Gallagher Emily R, Chow Penny, Mills Maria R, Perry Hazel, Tam Allison C, Rosenbluth Glenn, Gutierrez Yvonne R, Shamshoni Jessica Kianmahd, Matthews Marisa, Schweitzer Daniela N, Hing Anne
Seattle Children's Hospital, Seattle, WA, USA.
University of California San Francisco, San Francisco, CA, USA.
Cleft Palate Craniofac J. 2025 Oct;62(10):1764-1773. doi: 10.1177/10556656241276857. Epub 2024 Aug 18.

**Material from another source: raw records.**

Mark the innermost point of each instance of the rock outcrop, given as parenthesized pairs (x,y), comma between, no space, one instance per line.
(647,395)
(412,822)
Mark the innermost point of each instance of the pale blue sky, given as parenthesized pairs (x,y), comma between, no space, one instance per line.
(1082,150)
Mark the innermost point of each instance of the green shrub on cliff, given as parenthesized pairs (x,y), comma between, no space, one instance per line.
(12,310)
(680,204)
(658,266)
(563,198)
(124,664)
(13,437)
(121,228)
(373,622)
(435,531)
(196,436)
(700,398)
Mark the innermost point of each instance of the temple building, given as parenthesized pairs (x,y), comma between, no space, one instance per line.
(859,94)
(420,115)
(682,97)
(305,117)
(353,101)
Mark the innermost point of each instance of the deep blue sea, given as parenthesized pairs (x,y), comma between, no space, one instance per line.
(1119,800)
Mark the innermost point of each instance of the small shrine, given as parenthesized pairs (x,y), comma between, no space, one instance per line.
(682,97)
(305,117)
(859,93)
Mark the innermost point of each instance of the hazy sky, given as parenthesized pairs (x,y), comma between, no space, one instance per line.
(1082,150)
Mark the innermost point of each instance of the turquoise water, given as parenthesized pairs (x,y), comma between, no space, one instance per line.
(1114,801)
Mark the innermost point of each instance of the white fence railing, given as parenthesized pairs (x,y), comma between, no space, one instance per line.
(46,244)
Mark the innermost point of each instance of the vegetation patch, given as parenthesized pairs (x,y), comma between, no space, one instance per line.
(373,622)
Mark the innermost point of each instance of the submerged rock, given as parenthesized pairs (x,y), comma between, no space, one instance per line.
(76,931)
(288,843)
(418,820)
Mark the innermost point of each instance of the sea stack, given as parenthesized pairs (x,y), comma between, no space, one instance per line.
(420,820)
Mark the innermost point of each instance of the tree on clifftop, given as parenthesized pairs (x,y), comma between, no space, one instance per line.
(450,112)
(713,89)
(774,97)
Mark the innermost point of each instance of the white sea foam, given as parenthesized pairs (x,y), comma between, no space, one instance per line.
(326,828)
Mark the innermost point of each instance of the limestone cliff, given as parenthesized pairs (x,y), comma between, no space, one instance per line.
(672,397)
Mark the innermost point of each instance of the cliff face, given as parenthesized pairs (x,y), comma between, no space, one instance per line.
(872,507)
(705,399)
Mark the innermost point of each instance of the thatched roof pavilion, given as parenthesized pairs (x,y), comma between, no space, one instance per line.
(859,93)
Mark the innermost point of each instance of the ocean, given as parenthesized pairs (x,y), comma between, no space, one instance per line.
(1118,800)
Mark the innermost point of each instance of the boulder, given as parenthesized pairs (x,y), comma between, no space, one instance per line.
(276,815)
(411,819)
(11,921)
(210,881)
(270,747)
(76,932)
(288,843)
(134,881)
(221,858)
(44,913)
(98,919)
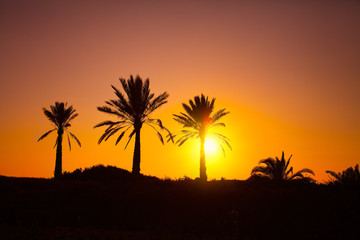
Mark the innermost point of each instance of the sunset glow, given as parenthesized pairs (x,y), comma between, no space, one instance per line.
(211,146)
(287,71)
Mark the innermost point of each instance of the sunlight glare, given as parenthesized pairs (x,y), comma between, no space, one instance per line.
(210,146)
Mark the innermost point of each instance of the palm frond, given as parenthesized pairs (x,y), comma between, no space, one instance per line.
(130,136)
(67,133)
(45,134)
(76,139)
(218,115)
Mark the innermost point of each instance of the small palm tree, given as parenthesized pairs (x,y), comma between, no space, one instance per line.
(348,177)
(134,110)
(278,169)
(197,121)
(60,116)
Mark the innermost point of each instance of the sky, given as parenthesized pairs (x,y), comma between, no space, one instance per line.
(288,72)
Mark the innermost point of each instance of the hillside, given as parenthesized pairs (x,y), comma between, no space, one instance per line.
(110,203)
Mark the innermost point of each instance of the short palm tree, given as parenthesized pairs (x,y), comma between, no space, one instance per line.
(60,116)
(348,177)
(197,121)
(278,169)
(132,111)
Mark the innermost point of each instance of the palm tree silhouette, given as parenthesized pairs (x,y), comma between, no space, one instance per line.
(348,177)
(197,122)
(277,169)
(60,116)
(134,110)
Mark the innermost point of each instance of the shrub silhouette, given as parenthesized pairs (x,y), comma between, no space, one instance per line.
(197,122)
(348,177)
(278,169)
(60,116)
(134,110)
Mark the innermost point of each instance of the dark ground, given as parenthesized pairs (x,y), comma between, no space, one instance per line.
(109,203)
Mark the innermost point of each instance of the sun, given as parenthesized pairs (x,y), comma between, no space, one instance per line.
(211,146)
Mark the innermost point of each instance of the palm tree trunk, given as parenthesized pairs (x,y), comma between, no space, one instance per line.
(58,162)
(202,159)
(136,158)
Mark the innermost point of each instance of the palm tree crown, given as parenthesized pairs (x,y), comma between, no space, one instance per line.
(197,122)
(60,116)
(277,169)
(348,177)
(133,110)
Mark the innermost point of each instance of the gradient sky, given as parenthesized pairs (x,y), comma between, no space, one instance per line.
(288,71)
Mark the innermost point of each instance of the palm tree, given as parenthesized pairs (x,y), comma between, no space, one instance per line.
(348,177)
(134,110)
(197,121)
(278,169)
(60,116)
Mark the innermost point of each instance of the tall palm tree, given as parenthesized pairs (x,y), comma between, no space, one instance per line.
(278,169)
(197,121)
(60,116)
(133,110)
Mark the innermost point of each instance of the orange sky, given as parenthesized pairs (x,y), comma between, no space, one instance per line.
(288,71)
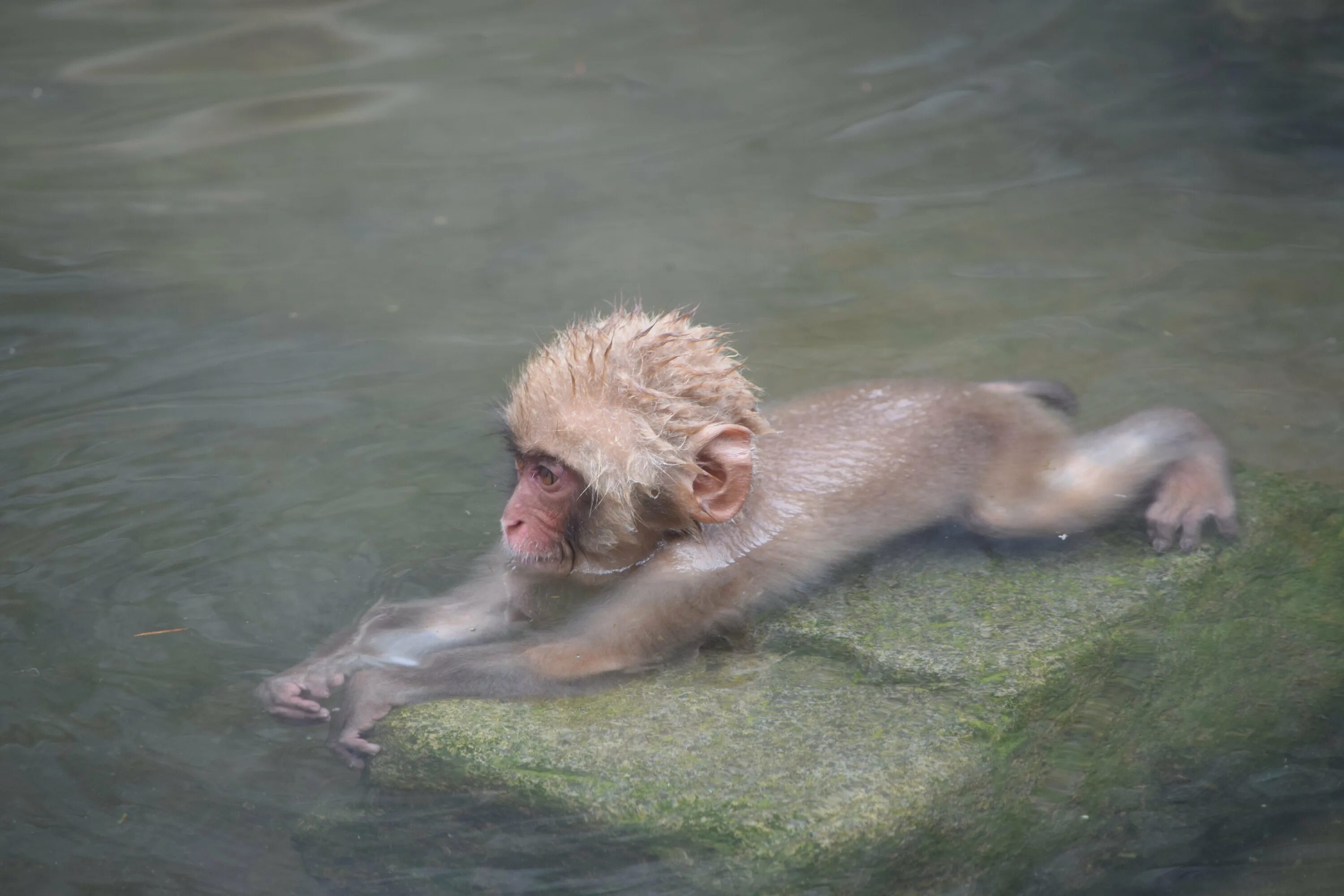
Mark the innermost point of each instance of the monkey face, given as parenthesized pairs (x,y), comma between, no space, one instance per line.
(539,516)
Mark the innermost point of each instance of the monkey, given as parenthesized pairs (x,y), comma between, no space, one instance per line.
(650,477)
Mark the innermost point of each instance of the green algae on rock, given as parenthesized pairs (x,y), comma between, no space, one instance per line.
(956,694)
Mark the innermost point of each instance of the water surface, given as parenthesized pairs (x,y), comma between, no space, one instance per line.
(265,264)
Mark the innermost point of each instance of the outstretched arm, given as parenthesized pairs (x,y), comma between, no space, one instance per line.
(651,620)
(392,636)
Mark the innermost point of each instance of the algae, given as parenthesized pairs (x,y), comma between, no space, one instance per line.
(959,712)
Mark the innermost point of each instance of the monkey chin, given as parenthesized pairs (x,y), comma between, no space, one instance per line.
(534,558)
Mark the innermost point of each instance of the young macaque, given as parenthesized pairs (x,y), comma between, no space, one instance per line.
(646,472)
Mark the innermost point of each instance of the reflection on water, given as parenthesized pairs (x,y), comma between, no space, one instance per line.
(248,357)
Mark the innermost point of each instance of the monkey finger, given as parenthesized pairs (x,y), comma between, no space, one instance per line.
(299,714)
(285,698)
(1191,530)
(351,747)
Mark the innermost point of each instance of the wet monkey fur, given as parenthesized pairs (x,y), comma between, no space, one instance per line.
(646,472)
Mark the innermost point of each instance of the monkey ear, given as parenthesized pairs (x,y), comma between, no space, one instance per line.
(724,480)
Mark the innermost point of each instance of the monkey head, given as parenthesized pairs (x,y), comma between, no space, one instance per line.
(627,429)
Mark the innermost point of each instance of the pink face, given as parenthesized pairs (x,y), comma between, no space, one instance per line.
(537,516)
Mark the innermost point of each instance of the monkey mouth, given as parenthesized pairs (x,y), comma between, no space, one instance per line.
(558,558)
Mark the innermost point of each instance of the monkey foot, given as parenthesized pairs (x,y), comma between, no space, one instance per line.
(1191,492)
(366,703)
(293,696)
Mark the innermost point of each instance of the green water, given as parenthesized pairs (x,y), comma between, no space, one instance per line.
(265,264)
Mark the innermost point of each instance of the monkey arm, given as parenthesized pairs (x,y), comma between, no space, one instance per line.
(650,620)
(397,636)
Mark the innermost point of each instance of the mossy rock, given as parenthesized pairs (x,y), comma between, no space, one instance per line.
(945,715)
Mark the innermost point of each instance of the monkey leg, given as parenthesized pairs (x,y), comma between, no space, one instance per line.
(1081,481)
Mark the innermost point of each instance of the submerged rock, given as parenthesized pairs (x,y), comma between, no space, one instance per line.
(960,712)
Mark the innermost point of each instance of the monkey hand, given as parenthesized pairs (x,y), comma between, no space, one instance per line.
(1189,493)
(293,695)
(367,700)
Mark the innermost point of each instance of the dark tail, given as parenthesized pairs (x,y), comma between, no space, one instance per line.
(1050,393)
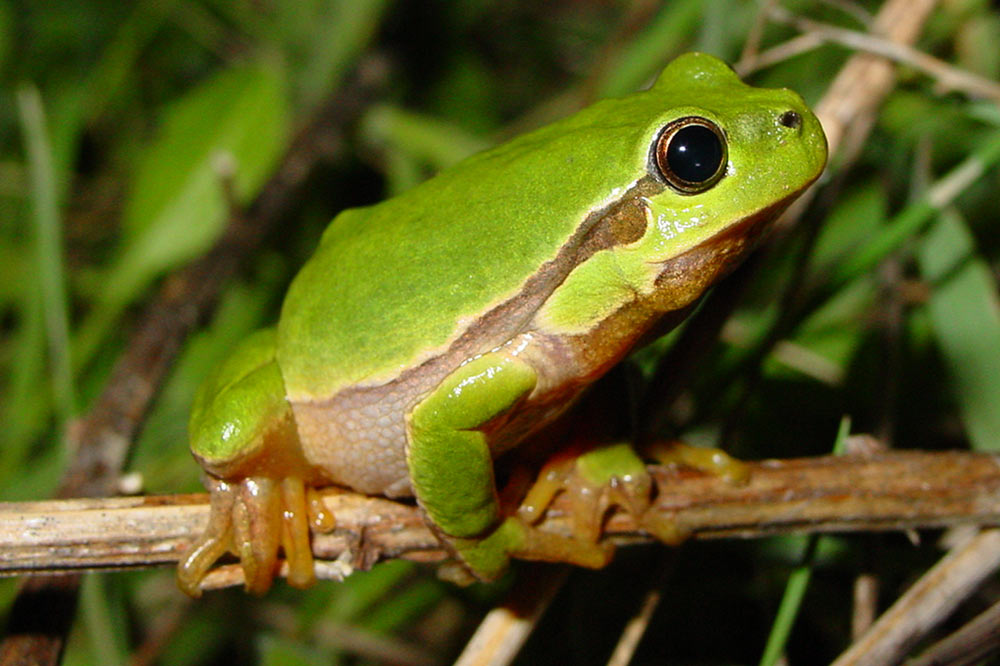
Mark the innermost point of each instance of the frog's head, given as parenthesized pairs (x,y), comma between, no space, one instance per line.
(731,156)
(715,161)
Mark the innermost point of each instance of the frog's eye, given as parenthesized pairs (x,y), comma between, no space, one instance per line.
(690,154)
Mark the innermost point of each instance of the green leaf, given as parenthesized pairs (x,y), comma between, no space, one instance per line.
(965,315)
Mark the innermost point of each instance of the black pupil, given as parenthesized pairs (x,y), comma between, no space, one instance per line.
(694,154)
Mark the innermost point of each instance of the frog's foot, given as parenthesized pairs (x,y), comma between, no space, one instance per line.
(252,519)
(485,558)
(714,462)
(595,482)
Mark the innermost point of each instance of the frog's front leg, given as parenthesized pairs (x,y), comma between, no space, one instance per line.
(451,469)
(243,433)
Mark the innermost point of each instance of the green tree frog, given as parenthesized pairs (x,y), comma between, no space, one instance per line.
(434,331)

ObjectiveTo develop consensus-based algorithms for genetic testing in patients with common craniofacial conditions.DesignAn online collaborative consisting of online meetings, independent work, and feedback across groups. A collaborative of genetics and pediatrics providers from three regional craniofacial centers (four institutions).MethodsCollaborative participants agreed upon a shared initial framework, developed algorithms independently, and presented/tested the algorithms with a national audience. Algorithms were modified based on consensus feedback.ResultsThe collaborative group developed final algorithms for genetic testing in patients with orofacial cleft, branchial arch conditions, and craniosynostosis.ConclusionsTimely and accurate diagnosis of genetic conditions can support medical management recommendations that result in safer surgical interventions. Algorithms can help guide best-practices for testing, particularly in institutions without easy access to genetics providers.
目的
制定基于共识的常见颅面部疾病患者基因检测算法。
设计
一项在线协作项目,包括在线会议、独立工作以及跨组反馈。由来自三个地区颅面部中心(四个机构)的遗传学和儿科医疗服务提供者组成的协作团队。
方法
协作参与者商定了一个共享的初始框架,独立开发算法,并向全国受众展示/测试这些算法。根据共识反馈对算法进行修改。
结果
协作小组制定了唇腭裂、鳃弓疾病和颅缝早闭患者基因检测的最终算法。
结论
及时准确地诊断基因疾病有助于支持医疗管理建议,从而实现更安全的手术干预。算法有助于指导检测的最佳实践,特别是在难以获得遗传学医疗服务提供者的机构中。